PNG is about the size of California or Turkey but its people speak ~840 (very) different languages [20m YT]. So Tok Pisin is one of the official languages and first language of maybe 10% which makes it, for them, a creole and no longer a pidgin. On a visit in 2012, Charles Windsor used a translator [but not that translator] to introduce himself as namba wan pikinini bilong Misis Kwin.

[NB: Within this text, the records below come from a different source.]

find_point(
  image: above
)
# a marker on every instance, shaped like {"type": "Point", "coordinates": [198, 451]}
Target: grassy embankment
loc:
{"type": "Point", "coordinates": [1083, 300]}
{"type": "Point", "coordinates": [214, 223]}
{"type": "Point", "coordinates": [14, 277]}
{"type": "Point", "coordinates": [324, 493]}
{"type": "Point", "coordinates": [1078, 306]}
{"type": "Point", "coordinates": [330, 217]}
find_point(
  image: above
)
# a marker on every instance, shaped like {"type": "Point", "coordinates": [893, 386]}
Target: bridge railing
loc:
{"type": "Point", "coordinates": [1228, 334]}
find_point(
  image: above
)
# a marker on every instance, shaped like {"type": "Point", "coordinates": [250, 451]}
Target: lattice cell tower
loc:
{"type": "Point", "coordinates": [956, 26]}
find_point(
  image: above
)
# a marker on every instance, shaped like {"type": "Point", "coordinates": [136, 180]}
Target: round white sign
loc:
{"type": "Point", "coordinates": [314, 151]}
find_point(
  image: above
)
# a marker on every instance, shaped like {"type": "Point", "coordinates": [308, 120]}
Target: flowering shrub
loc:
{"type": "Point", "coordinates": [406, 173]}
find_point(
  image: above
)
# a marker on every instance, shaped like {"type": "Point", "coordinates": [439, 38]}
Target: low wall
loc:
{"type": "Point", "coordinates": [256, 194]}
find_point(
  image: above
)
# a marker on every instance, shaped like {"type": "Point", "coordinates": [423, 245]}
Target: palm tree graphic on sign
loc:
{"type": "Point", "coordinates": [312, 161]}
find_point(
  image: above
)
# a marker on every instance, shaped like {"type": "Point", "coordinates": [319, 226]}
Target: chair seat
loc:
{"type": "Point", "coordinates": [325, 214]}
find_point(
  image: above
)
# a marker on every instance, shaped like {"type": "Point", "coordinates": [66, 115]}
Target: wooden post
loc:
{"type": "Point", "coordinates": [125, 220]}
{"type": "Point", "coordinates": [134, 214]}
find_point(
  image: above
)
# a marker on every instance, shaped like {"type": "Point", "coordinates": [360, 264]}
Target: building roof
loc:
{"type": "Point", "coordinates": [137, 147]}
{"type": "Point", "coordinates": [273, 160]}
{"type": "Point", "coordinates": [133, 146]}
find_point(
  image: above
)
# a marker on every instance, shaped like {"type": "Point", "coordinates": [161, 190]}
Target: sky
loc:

They eat a lot of taro Colocasia esculenta. But beware, you need to process the raw material properly because the roots are loaded with calcium oxalate. This salt crystalizes out in the plant cells as needle sharp raphides [as R] designed to rip at the oesophagus of herbivores to give them a piss-off-and-eat-something-else message. That's all for domestic consumption. For export, there is Au Co Cu Ni and oil&gas.

Fifty years on, poor old PNG has a terrible record for diversity and inclusion, police corruption, infant mortality, disability rights, misogyny.  We could take a bit more interest and then international pressure might make it better for their dispossessed?